Quite commonly electroplating is used as a way to prevent corrosion on metal, or to beautify it and improve the finish. An everyday use of this is on cars, when chromium (chrome) is electroplated over top of different pieces in steel. More than one layer of electroplating can be applied, and this serves to further protect the piece as well as making a more pleasing finish. Electroplating is a very effective way to prevent corrosion because it causes the metal that is prone to oxidization to not be exposed outwardly to water or oxygen. These are the substances that it is likely to react with, and will therefore form an oxide coating such as rust that we don't want. If we coat a metal with an element such as gold that doesn't oxidize easily, that layer will permanently protect the metal underneath so long as the layer isn't scratched or scraped. If there is ever a gap in the protective electroplated coating the possibility of rust will reoccur, but all you have to do to fix the problem is to apply another layer of electroplate as soon as possible

If you put on a first layer of nickel and a top layer of chromium, that metal will be very resilient to corrosion and the chrome will make it have a nice luster. You can save a lot of money on jewelery if it is electroplated, because gold generally costs a lot more than, say iron. This means that you can have a relatively inexpensive item that doesn't look the nicest, and then electroplate it with gold to get all the beauty you want without the cost of solid gold. Lighting fixtures that are made of aluminum or even steel are often double electroplated as well, first with nickel as a protection and then with brass or possibly chromium to finish. Cadmium or zinc coatings over top of different items, such as bolts will increase the durability and life length of the item. The functioning of metals used for conducting electricity can be improved as well by electroplating. For example, by electroplating a copper wire with a layer of silver you can dramatically reduce the resistance of electricity and likelihood for oxidation. The reason for this is because silver has a higher electrical potential and is a weaker reducing agent than copper, so the electricity will flow through it more easily and effectively with smaller risk of corrosion.

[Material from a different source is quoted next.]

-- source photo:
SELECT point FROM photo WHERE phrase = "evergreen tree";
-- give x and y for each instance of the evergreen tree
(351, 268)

This is especially helpful on items such as radio frequency connector wires, because of the fact that radio waves tend to flow mostly on the exterior of the electrical medium. The wire will be very sturdy at the core (because copper is physically stronger), conductive, and corrosion resistant on the outside from the properties of silver.

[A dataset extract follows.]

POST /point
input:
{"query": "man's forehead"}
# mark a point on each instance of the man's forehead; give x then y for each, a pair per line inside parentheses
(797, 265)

Electroplating does cost money to actually perform, but that cost is outweighed by the amount of money saved on not having to replace a corroded item. You could also have something made out of a less expensive metal with an electroplated coat of a more expensive metal like gold. That would cost a lot less than an item of solid gold, and it would have the same look. The expenses of electroplating stem from the equipment required to perform the task. These things include the tank, electrode (anode), wires, source of electricity and the salt solution of the same metal as the anode. Electroplating is a very inexpensive process that is used quite commonly used. There are electroplating shops that will electroplate various items for people at a very reasonable price

To give a basic idea of how much money electroplating would actually cost:
- You could electroplate your kitchen faucet in 24 karat gold for $10, because the thickness of the layer is around 0.00005". (50 millionths of an inch)
- Silver plate a metal picture frame for $5.
- To plate a light fixture in brass is a few cents.